Could I know if someone here have ever compiled a list of error codes for the Cruze from 2011-2013 models! This would help me know what went wrong in case it appears on my dashboard. It is quite scary for me as I've been driving cars without any computer onboard previously and now each time a code pops out on my dash, I really worried. No help from user manual. Appreciate you guys can point me to the direction. Tks in advance.

Cruze member from Singapore


----------



## sx sonic (Nov 25, 2013)

I just enter the fault code number into Google and several results will come up stating what the fault code means and possible causes. 
For example PO420 is a "Low catalyst effeciency" fault and the causes could be an exhaust leak by the 2nd O2 snesor, or a worn out catalytic converter, or no cat.
PO171 is "system lean, bank 1" and possible causes would be stated as an airleak in the intake, bad MAF etc.

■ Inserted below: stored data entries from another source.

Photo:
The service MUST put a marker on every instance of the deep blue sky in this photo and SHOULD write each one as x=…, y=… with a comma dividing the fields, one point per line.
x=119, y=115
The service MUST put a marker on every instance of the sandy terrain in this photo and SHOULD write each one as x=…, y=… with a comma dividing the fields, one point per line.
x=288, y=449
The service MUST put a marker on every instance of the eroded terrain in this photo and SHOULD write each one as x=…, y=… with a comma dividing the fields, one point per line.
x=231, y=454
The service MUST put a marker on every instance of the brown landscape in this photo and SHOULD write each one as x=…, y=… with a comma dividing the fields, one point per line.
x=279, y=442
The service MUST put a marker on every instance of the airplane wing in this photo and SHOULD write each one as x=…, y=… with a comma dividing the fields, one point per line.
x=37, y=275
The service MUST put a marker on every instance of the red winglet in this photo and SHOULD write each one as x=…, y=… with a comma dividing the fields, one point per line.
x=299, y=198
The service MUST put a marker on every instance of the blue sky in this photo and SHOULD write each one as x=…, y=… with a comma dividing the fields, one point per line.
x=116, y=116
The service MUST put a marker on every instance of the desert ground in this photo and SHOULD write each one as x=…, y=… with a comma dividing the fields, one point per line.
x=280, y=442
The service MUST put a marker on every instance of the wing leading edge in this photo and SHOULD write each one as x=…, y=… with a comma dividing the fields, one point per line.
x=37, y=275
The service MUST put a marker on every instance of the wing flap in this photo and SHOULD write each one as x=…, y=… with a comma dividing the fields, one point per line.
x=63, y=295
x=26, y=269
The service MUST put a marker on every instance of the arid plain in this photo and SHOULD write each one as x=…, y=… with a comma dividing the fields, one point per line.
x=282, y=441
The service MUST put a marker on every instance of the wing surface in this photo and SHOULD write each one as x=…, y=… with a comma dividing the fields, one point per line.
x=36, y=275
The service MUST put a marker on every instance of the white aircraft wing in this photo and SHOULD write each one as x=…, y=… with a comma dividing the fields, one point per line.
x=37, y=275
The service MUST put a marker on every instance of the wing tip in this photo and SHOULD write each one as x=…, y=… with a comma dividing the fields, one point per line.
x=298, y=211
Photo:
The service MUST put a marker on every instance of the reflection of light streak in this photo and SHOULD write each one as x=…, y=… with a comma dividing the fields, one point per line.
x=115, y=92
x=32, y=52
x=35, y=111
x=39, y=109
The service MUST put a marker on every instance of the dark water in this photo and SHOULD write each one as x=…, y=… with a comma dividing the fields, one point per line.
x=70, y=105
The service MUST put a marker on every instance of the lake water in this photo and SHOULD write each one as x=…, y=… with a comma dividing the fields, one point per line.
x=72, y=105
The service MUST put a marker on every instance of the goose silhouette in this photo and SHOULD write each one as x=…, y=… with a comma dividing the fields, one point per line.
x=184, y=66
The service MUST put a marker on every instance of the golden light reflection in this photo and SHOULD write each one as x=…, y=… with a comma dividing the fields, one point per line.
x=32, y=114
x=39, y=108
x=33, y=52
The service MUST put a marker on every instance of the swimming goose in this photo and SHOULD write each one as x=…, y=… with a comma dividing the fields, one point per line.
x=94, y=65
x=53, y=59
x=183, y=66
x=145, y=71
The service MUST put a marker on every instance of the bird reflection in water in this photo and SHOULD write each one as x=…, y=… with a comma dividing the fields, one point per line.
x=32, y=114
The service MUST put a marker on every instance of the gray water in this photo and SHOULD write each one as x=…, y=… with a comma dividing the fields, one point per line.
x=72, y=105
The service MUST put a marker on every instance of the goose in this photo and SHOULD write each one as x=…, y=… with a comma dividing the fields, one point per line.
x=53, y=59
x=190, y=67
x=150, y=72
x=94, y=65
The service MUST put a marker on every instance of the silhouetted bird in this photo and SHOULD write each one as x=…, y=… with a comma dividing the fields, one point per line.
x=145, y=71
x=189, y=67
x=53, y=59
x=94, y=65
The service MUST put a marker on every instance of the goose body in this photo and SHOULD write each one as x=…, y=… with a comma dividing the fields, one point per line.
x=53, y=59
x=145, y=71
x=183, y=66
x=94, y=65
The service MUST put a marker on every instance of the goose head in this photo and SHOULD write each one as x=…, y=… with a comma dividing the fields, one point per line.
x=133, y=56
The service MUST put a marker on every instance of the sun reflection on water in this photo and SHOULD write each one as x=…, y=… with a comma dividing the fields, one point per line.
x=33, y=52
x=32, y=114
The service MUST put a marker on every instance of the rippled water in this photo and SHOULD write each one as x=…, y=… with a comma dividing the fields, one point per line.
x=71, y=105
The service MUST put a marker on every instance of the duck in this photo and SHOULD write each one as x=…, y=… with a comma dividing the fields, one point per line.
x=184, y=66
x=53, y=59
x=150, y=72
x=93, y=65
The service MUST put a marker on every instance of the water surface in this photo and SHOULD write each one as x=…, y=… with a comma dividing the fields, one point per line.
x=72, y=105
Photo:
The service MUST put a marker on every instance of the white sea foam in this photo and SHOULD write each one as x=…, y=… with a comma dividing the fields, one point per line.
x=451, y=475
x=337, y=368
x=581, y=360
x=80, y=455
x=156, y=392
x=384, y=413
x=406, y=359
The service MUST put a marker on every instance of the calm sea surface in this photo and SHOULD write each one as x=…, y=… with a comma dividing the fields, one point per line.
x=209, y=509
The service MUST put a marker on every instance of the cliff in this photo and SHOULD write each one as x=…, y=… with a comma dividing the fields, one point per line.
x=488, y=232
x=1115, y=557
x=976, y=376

My searches usually take me to this site and it's pretty darn good in my opinion: OBD-Codes OBD-II Trouble Codes - DTC Codes Car Repair


----------



## novaol (Dec 28, 2012)

Tks for the tip. I'll try to scan for the rest. Cheers

Cruze member from Singapore



sx sonic said:


> I just enter the fault code number into Google and several results will come up stating what the fault code means and possible causes.
> For example PO420 is a "Low catalyst effeciency" fault and the causes could be an exhaust leak by the 2nd O2 snesor, or a worn out catalytic converter, or no cat.
> PO171 is "system lean, bank 1" and possible causes would be stated as an airleak in the intake, bad MAF etc.
> 
> My searches usually take me to this site and it's pretty darn good in my opinion: OBD-Codes OBD-II Trouble Codes - DTC Codes Car Repair


----------



## Gus_Mahn (Aug 16, 2011)

There are generic OBD codes, and the definitions can be found easily. These codes are all the same regardless of the manufacturer. I believe these all begin with P0***. There are also manufacturer specific codes. I believe these are P1***. These can vary from manufacturer to manufacturer.


----------